Capital is an essential measurement of a bank's financial fortitude. It acts as a cushion against losses and affords protection for depositors when a bank is struggling financially. When it comes to safety and soundness, the higher the capital, the better.

De Witt Bank and Trust Company scored above the national average of 13.13 points on our test to measure the adequacy of a bank's capital, racking up 26 out of a possible 30 points.

A bank's Tier 1 capital ratio is an important measure of this buffer. De Witt Bank and Trust Company's Tier 1 capital ratio was 28.00 percent, higher than the 6 percent level regulators consider adequate, and above the national average of 25.65 percent.
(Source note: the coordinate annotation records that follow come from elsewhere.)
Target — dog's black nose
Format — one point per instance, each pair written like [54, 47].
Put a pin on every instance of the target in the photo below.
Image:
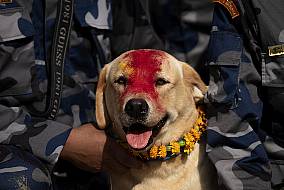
[136, 108]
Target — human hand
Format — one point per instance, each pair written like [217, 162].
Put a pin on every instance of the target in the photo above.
[90, 149]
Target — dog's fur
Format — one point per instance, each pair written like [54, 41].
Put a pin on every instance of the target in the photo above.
[169, 87]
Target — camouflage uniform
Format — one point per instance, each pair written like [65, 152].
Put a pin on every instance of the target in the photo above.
[241, 151]
[29, 144]
[244, 141]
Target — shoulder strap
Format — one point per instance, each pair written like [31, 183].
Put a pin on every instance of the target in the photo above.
[58, 53]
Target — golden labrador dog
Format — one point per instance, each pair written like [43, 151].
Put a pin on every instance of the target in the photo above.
[149, 99]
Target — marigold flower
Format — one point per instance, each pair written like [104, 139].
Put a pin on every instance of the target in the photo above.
[162, 152]
[154, 152]
[175, 148]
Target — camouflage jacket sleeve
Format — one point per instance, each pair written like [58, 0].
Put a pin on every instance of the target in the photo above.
[26, 34]
[234, 109]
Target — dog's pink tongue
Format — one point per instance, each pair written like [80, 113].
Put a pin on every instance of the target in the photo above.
[138, 141]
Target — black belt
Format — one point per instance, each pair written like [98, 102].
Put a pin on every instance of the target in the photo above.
[58, 53]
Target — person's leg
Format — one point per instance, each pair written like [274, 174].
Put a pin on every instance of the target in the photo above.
[273, 124]
[21, 170]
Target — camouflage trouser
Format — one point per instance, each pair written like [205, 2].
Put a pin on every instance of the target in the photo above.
[21, 170]
[273, 124]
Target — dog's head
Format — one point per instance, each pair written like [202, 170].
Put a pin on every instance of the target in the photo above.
[148, 97]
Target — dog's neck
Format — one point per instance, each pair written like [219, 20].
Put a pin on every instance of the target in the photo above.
[184, 145]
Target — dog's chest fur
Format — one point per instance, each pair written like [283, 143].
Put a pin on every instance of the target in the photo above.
[192, 172]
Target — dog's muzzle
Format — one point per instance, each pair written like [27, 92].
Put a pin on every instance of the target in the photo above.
[136, 108]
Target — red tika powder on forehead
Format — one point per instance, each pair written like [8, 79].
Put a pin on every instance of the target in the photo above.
[144, 64]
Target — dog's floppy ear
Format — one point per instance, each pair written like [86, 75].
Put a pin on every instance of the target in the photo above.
[101, 112]
[193, 80]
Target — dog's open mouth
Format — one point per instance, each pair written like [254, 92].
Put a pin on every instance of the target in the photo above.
[139, 136]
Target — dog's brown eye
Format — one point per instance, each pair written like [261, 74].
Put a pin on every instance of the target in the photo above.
[161, 82]
[121, 80]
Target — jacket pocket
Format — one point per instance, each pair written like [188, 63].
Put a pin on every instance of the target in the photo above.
[224, 57]
[16, 51]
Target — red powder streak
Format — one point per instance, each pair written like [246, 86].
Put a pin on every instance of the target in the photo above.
[146, 64]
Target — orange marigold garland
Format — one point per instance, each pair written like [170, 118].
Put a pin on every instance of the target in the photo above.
[185, 144]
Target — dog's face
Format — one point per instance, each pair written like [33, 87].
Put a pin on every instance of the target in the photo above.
[148, 97]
The higher the capital ratio, the better the bank will be able to stand up to financial downturns.

Overall, De Witt Bank and Trust Company held equity amounting to 19.48 percent of its assets, which exceeded the national average of 12.03 percent.

Asset Quality Score

Bankrate uses this test to estimate the impact of problem assets, such as past-due loans, on the bank's capitalization and allocated loan loss reserves.

Having extensive holdings of these kinds of assets may eventually force a bank to use capital to cover losses, diminishing its cushion of equity. It also means that there are likely to be many assets that are in non-accrual status and no longer earning interest for the bank, reducing earnings and increasing the chances of a future failure.
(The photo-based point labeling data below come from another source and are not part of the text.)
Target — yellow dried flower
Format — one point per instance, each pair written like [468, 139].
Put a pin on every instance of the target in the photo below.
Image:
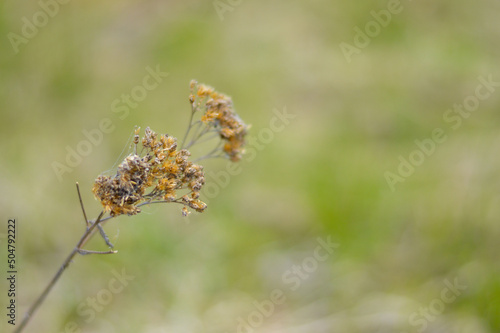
[162, 169]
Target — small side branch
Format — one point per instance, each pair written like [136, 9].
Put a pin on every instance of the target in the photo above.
[86, 252]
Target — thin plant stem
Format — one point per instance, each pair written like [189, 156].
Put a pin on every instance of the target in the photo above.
[193, 111]
[81, 204]
[83, 240]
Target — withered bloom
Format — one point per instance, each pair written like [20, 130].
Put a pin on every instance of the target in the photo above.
[162, 170]
[219, 116]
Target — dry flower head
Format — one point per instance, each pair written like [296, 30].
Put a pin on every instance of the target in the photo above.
[160, 168]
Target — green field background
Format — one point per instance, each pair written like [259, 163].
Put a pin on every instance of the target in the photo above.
[321, 175]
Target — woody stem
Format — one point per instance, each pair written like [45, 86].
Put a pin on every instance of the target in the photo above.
[83, 240]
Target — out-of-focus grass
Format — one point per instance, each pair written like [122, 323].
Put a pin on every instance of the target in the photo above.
[323, 175]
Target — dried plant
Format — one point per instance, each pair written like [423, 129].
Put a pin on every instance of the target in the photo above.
[159, 171]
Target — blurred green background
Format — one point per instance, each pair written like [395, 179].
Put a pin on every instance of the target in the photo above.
[322, 176]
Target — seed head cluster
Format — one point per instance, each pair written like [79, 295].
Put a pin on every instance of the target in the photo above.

De Witt Bank and Trust Company scored 40 out of a possible 40 points on Bankrate's asset quality test, better than the national average of 37.49.

A handy indicator of asset quality is the percentage of problem assets a bank holds compared to its total assets. As of December 31, 2017, none of De Witt Bank and Trust Company's loans were noncurrent -- in other words, they were more than 90 days past due or were in non-accrual status. That's below the national average of 1.01 percent.
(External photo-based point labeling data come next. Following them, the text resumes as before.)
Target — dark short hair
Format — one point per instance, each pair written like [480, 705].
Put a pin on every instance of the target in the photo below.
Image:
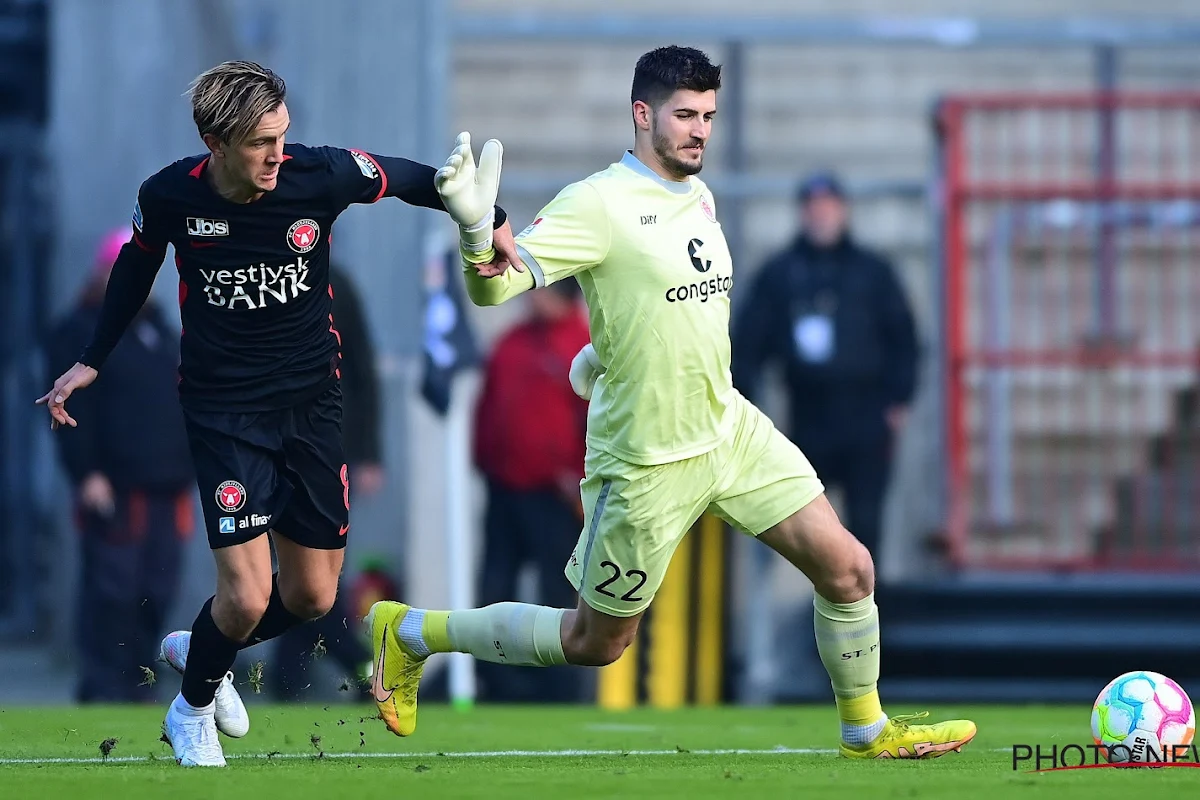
[665, 71]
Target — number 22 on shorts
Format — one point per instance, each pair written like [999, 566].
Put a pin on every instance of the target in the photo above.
[629, 596]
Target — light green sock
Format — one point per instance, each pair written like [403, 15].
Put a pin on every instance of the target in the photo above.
[509, 633]
[849, 643]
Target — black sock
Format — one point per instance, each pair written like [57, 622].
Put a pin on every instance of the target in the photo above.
[209, 657]
[276, 619]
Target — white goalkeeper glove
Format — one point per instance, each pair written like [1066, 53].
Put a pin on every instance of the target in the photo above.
[586, 370]
[469, 194]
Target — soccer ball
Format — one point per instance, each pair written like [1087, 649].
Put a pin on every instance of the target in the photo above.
[1140, 716]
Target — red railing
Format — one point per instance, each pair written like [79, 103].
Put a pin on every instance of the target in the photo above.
[1072, 319]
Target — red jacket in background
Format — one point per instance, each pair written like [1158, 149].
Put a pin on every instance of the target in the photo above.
[529, 425]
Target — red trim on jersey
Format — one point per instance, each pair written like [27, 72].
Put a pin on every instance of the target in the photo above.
[199, 168]
[334, 331]
[383, 175]
[137, 240]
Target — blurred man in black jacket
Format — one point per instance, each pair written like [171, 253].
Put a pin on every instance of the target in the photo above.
[130, 464]
[834, 316]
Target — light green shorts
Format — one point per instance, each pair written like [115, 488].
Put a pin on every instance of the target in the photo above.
[636, 516]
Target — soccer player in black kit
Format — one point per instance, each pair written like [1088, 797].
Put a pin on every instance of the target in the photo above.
[259, 368]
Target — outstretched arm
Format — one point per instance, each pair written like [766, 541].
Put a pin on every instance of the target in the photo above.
[570, 235]
[129, 286]
[361, 176]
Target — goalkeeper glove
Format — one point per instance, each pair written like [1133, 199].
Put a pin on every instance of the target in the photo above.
[469, 194]
[586, 370]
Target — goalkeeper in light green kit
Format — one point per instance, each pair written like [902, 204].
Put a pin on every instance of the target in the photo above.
[669, 437]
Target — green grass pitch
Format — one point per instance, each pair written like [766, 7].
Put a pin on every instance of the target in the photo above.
[310, 751]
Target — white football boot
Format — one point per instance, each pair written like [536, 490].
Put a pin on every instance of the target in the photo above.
[231, 713]
[192, 734]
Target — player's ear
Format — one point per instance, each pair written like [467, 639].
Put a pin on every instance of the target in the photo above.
[214, 144]
[642, 114]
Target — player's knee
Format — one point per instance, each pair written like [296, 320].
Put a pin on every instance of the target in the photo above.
[309, 602]
[597, 650]
[237, 611]
[853, 577]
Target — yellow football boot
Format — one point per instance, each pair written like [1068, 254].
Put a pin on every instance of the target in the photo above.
[395, 671]
[903, 739]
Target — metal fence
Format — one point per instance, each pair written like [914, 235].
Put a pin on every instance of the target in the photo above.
[1072, 341]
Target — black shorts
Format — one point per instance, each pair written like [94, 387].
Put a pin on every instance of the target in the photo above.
[273, 470]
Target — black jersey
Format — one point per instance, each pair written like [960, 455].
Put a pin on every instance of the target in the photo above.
[253, 277]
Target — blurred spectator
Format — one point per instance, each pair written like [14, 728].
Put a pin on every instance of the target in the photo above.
[529, 431]
[336, 633]
[130, 465]
[835, 318]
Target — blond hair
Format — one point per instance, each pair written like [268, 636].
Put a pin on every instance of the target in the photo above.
[231, 98]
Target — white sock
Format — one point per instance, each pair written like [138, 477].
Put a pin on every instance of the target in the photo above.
[190, 710]
[409, 631]
[508, 633]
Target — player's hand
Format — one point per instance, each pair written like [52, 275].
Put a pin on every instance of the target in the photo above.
[507, 247]
[505, 254]
[369, 477]
[77, 377]
[586, 370]
[469, 192]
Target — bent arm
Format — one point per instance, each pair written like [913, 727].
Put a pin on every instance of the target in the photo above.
[129, 286]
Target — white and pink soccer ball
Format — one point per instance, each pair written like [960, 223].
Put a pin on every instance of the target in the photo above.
[1140, 716]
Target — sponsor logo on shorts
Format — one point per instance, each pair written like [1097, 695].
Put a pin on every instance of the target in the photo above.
[231, 497]
[304, 235]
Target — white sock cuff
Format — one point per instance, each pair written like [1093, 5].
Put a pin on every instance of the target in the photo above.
[855, 612]
[409, 632]
[547, 636]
Banks maintain a reserve known as an "allowance for loan and lease losses" to deal with problem assets . Comparing the reserve's size to the total amount of problematic loans can be a useful indicator when evaluating a bank's ability to manage troubled assets. Unfortunately, the FDIC did not provide information on De Witt Bank and Trust Company's loan loss allowance in its most recent filings.

Earnings score

How profitable a bank is has an effect on its long-term survivability. A bank can retain its earnings, expanding its capital cushion, or use them to address problematic loans, potentially making the bank better able to withstand financial trouble. Obviously, banks that are losing money have less ability to do those things.

De Witt Bank and Trust Company received above-average marks on Bankrate's earnings test, achieving a score of 20 out of a possible 30.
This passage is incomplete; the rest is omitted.